Он окинул Флауэрса взглядом с головы до пят. И тут его глаза вспыхнули. Флауэрс решил, что смотреть не будет, но не смог устоять и глянул вниз: его безупречно белая куртка распахнулась, а из-под нее виднелись кнопочки и катушки на пряжке ремня.
Боун заинтересованно склонился к ней. Флауэрс напрягся, но, прежде чем он успел что-либо предпринять, его схватили за руки и заломили их за спиной.
– Пленка, – сказал Боун, – с записью.
Он безошибочно нажал кнопку перемотки, а затем – воспроизведения. Как только бестелесные голоса наполнили комнату, он прислонился к филенчатой стене, слушая запись с едва заметной, задумчивой улыбкой на бледных губах. Когда запись закончилась, улыбка стала шире.
– Приведите девчонку и старика. Думаю, они нам пригодятся.
Флауэрс мгновенно все понял.
– Не глупите, – заявил он. – Мне нет до них никакого дела. И мне плевать, что с ними будет.
– Тогда к чему эти возражения? – ласково уточнил Боун. Он поднял взгляд на полицейских. – Заприте его. В сломанном лифте. Есть идея.
Минуту спустя массивные латунные двери с лязгом закрылись у Флауэрса за спиной, и он снова оказался в полной темноте.
Но эта темнота значительно отличалась от той, что окружала его в камере. Будто кусок ночи, едва удерживающийся на краю бездны, она вызывала у него жалящее, нарастающее чувство ужаса…
Он обнаружил, что трясется под дверями, бесплодно разбивая о них кулаки и крича…
И заставил себя сесть в углу кабины.
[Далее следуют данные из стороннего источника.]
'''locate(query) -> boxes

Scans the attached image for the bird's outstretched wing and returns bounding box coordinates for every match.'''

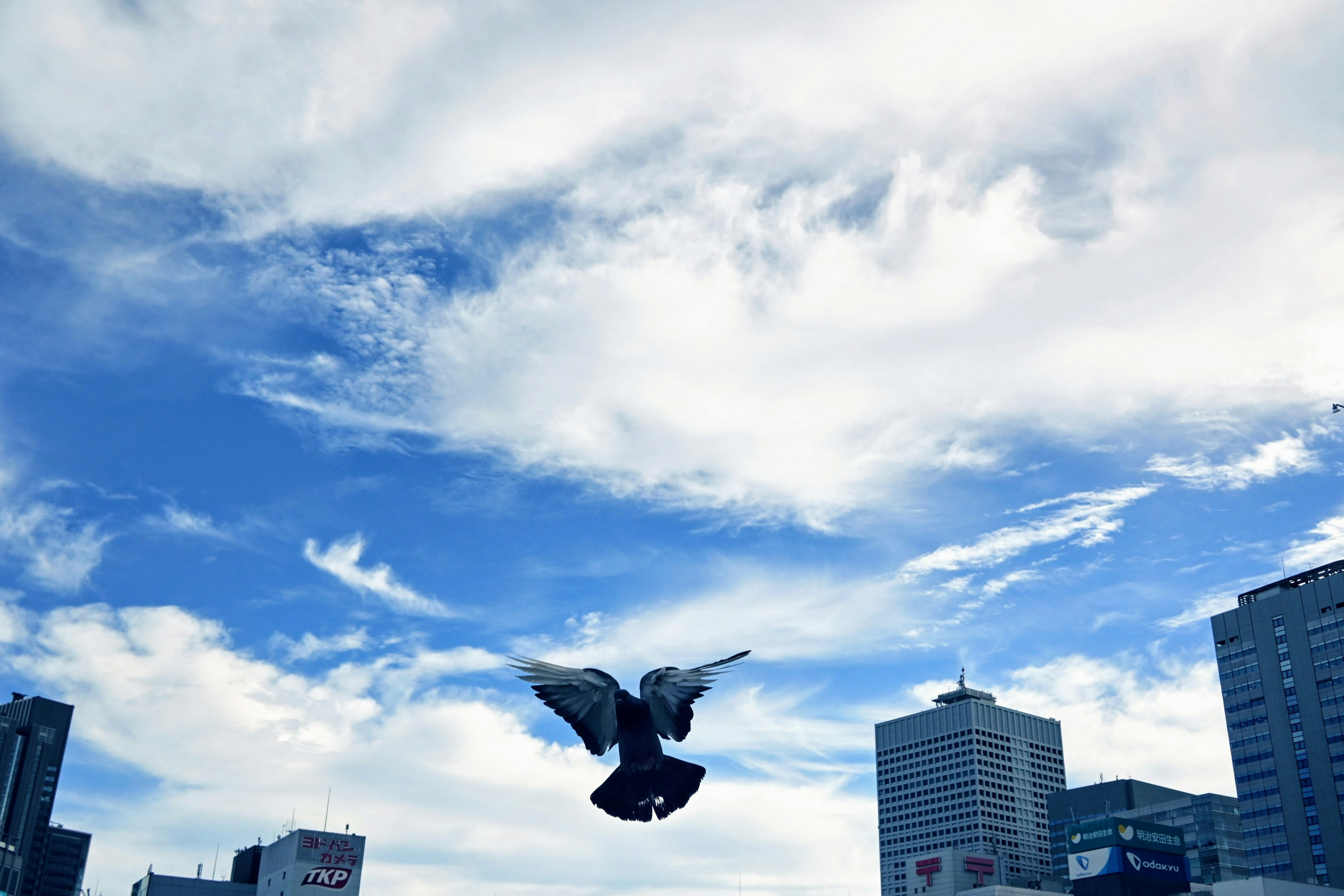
[509,656,621,756]
[640,650,751,740]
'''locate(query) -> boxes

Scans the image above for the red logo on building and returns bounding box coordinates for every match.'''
[915,856,942,887]
[966,856,995,887]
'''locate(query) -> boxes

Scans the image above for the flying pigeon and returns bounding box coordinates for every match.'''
[509,650,751,821]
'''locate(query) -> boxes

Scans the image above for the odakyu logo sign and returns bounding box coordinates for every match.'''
[1125,849,1185,880]
[1069,846,1120,880]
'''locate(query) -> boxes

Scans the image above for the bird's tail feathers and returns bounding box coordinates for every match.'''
[589,756,704,821]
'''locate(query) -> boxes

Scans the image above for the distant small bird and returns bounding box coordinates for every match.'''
[509,650,751,821]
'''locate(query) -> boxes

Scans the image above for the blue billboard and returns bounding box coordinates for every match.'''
[1117,846,1189,883]
[1069,846,1189,883]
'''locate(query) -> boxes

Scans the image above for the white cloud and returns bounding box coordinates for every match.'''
[1147,435,1320,489]
[513,569,949,672]
[0,505,113,593]
[901,485,1157,578]
[8,0,1344,527]
[145,504,232,541]
[270,627,372,662]
[304,533,457,617]
[980,569,1040,598]
[0,0,1318,220]
[4,606,876,896]
[992,645,1237,795]
[1157,591,1237,629]
[1283,516,1344,572]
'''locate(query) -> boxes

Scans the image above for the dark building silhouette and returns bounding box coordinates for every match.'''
[229,844,265,884]
[38,825,93,896]
[0,693,77,896]
[1211,560,1344,887]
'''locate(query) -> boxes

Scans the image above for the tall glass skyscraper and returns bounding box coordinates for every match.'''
[1212,561,1344,885]
[876,676,1064,896]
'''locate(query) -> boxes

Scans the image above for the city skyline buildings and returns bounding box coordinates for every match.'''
[1210,560,1344,885]
[1047,778,1246,884]
[875,672,1066,896]
[0,692,78,896]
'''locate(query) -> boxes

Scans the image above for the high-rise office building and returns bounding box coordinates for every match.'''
[0,693,74,896]
[38,825,93,896]
[1211,561,1344,885]
[876,674,1064,896]
[1046,778,1247,884]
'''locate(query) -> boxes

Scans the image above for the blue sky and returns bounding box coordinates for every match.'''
[0,0,1344,895]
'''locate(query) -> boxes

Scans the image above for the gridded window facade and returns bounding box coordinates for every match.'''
[1211,561,1344,885]
[876,684,1064,896]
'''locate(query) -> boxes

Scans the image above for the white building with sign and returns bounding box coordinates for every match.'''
[875,677,1064,896]
[257,827,364,896]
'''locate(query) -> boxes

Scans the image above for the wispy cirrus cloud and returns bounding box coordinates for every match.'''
[1145,435,1321,489]
[0,603,876,896]
[993,645,1237,794]
[0,498,114,594]
[901,485,1158,578]
[1283,516,1344,571]
[145,502,232,541]
[304,533,457,618]
[270,627,372,662]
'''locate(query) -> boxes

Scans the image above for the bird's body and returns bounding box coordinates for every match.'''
[616,688,663,768]
[513,650,750,821]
Забыть о том, что он в сломанном лифте, висящем над пустотой. Выхода не было.
Он помнил, как жал все подряд кнопки на панели управления. Как в неистовой попытке разжать двери сорвал ноготь на пальце.
Затем обнаружил свой чемоданчик и включил свет. Нашел в нем повязку и обмотал рану на месте сорванного ногтя.
И снова выключил свет. Лучше было сидеть в темноте, зная, что можно в любую секунду зажечь огонек, чем сходить с ума, зная, что света нет и не будет совсем.
Два часа спустя двери распахнулись, и в лифт втолкнули Лию. Время он узнал по часам, иначе ни за что не поверил бы, что прошло всего несколько часов, а не целый день.